In total, the Swedes 'fund assets amount to SEK 6,500 billion, according to the Fund Companies' Association's latest compilation.

An increase of 155 billion in October alone.

But fees to fund managers eat up a significant portion of the return.

The Swedish Financial Supervisory Authority's survey shows that the major banks' most popular funds are all actively managed mixed funds with annual fees between 1 and 1.5 per cent.

Despite this, it has been difficult to beat the Stockholm Stock Exchange's index over a ten-year period.

This is how the major banks' most common funds have developed over the past ten years, compared with the Stockholm Stock Exchange's 30 most traded shares.

Photo: SVT Design

- Most people probably choose actively managed funds because they give the stock market return on average, but in a way you buy a lottery ticket.
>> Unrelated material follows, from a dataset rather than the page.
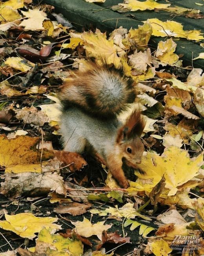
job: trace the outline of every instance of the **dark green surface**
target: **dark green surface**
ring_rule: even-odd
[[[174,5],[200,9],[204,13],[204,6],[196,5],[193,0],[170,0],[172,6]],[[202,0],[196,0],[197,2],[204,4]],[[102,4],[88,3],[84,0],[43,0],[42,2],[55,6],[56,11],[62,13],[77,28],[85,27],[90,28],[97,27],[102,31],[110,32],[120,26],[129,29],[136,28],[138,25],[142,25],[143,20],[148,19],[157,18],[165,21],[173,20],[182,24],[185,30],[200,30],[204,33],[204,19],[193,19],[161,10],[158,12],[151,11],[137,11],[119,13],[107,8],[122,0],[106,0]],[[160,3],[166,3],[164,1]],[[156,49],[158,42],[164,40],[164,37],[152,37],[149,42],[151,46]],[[204,52],[204,48],[200,46],[200,42],[195,42],[180,39],[177,41],[176,53],[184,54],[182,58],[184,65],[191,65],[192,59],[197,57],[200,52]],[[193,61],[194,67],[204,68],[204,60],[199,59]]]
Because sometimes they give a better and sometimes a worse return than the stock market, says Harry Flam, professor of international economics at Stockholm University, at Ekonomibyrån.

Nordea, Handelsbanken and SEB tell Ekonomibyrån that they believe that a comparison with the Stockholm Stock Exchange's index is not relevant as their largest funds also include fixed income securities.

- Mixed funds are suitable for savers who have a certain risk level, it is the most important advisory ingredient, which risk level the customer should end up in. You get a breadth in investment assets, it is a good service for savers who are a little less interested, says Fredrik Nordström, CEO of Fondbolagens association in Ekonomibyrån.

Fund manager: Many people like active management

Handelsbanken's fund manager Magdalena Wahlqvist Alveskog says that many savers like actively managed funds.

- You get, for example, risk diversification and you get an advocacy work for sustainability from our side.

You pay for it.

Over time, all our funds will provide a return over the index, she tells Ekonomibyrån.

"Think they know better than the stock market"

Together with colleague Roine Vestman, Harry Flam has compared the funds' returns with the benchmark index and the Stockholm Stock Exchange's 30 most traded shares.

Regardless of whether you as a small saver choose actively managed funds with high fees or index funds with lower fees, it is important to keep track of the type of fund you save in, says Harry Flam.

- It showed that some index funds also performed significantly worse than benchmark indices, which they should not do.

They should have exactly the same return, he says.

He therefore urges savers to be vigilant about the type of fund you save in, regardless of whether it is actively managed or follows the index.

- People have great confidence in both fund managers and bank advisers and many private individuals also believe that they know better than the stock market.

Do not miss the entire Ekonomibyrån section Fondblåsningen on SVT Play.